Special Issue Information

Dear Colleagues,

The remote monitoring of vital signs represents a groundbreaking approach to healthcare, enabling the continuous assessment of physiological parameters to improve traditional clinical settings. Thanks to advances in sensor and radar technology, it is now possible to design and develop systems that capture key vital signs, such as heart and respiratory activities, in real time and without direct contact with the patient, along with precise data on patient posture and location.

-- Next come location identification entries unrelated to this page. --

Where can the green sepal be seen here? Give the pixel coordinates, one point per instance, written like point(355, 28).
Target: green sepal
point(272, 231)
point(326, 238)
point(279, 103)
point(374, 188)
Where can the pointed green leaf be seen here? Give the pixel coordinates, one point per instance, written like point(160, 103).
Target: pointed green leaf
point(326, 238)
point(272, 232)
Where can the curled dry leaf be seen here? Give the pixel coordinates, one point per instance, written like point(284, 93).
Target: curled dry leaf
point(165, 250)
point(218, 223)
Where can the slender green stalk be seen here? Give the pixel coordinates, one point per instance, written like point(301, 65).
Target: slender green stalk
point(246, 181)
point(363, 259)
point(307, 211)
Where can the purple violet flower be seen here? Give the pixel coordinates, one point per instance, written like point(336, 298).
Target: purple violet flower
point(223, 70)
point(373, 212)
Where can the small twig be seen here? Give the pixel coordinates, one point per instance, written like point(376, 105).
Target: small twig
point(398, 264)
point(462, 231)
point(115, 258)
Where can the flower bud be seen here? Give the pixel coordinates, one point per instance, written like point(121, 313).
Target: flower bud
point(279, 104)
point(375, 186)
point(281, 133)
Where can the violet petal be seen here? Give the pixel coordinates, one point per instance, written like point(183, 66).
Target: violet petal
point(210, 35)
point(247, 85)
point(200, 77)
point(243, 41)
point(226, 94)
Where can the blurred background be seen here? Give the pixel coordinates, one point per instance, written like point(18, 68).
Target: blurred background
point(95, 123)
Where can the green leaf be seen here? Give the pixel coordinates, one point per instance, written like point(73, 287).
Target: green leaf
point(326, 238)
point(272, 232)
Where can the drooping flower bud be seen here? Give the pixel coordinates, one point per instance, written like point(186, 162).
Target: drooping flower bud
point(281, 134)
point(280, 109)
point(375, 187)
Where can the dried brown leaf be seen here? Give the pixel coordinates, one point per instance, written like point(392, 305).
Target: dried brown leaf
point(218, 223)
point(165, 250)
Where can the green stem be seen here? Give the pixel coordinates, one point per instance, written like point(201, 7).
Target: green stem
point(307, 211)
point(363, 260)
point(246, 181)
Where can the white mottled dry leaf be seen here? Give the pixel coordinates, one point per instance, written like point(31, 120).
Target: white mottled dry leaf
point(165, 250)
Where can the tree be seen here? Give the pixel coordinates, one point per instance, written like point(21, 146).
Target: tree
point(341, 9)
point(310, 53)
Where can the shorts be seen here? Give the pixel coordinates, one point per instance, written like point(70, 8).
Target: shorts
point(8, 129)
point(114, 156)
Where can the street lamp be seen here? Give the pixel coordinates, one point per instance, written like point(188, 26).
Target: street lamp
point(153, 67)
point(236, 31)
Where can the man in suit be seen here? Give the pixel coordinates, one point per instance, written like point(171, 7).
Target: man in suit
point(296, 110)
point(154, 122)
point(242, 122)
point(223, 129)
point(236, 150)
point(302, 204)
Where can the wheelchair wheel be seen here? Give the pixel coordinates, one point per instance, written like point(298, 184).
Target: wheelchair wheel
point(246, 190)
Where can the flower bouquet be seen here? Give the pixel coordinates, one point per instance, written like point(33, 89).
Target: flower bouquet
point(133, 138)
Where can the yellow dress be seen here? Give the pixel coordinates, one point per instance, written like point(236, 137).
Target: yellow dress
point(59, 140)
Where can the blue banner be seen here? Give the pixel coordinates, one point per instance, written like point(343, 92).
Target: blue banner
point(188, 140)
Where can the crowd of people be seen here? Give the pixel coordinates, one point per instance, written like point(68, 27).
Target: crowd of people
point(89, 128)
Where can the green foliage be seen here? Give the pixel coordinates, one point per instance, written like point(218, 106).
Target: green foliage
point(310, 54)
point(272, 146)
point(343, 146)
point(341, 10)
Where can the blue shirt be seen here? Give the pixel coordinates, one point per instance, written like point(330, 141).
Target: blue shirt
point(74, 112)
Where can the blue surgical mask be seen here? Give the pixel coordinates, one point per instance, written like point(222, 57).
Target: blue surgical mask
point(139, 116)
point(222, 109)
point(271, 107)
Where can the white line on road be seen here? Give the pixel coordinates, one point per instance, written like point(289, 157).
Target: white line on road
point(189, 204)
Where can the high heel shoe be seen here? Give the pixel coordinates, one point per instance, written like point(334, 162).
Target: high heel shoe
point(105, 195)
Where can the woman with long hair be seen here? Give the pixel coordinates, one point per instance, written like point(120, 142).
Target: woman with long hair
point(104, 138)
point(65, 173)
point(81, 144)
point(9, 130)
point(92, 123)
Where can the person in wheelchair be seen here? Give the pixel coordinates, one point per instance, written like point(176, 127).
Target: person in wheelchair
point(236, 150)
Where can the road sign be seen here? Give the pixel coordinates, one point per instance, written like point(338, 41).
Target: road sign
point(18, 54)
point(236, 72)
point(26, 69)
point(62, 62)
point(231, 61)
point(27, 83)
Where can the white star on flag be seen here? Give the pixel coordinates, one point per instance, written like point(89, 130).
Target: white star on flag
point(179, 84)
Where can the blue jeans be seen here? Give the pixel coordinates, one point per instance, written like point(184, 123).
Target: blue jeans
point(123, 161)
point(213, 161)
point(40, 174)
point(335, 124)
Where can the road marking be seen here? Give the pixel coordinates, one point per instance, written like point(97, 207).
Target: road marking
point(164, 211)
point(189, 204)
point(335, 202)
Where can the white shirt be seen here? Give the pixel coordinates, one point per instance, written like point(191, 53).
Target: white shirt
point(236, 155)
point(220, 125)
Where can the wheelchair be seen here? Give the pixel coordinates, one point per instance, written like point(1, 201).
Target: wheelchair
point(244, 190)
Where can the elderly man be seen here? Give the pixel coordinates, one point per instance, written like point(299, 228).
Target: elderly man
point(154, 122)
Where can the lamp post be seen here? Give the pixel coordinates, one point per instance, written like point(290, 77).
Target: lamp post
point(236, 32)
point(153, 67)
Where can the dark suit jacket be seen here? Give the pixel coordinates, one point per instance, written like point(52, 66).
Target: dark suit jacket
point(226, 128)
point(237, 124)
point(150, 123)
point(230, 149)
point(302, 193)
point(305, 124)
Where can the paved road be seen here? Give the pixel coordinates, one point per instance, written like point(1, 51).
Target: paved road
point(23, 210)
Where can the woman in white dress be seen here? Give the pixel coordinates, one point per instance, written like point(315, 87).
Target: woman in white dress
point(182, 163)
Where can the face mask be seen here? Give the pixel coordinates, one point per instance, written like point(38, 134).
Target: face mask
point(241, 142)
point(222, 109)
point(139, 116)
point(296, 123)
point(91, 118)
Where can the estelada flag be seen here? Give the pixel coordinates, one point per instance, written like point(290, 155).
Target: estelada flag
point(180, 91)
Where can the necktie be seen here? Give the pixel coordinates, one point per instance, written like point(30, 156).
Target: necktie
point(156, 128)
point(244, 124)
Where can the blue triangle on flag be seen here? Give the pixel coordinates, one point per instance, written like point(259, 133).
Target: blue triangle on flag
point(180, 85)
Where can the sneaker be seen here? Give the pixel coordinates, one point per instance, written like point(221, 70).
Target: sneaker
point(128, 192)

These systems are particularly valuable in scenarios requiring long-term, non-invasive sensing, such as chronic disease management, post-operative care, home monitoring, and emergency response. In particular, the ability to monitor patients in a continuous and contactless way can improve unobtrusiveness and efficiency in healthcare delivery. Furthermore, combining patient tracking and localization enhances safety, supports timely interventions, and optimizes resource allocation.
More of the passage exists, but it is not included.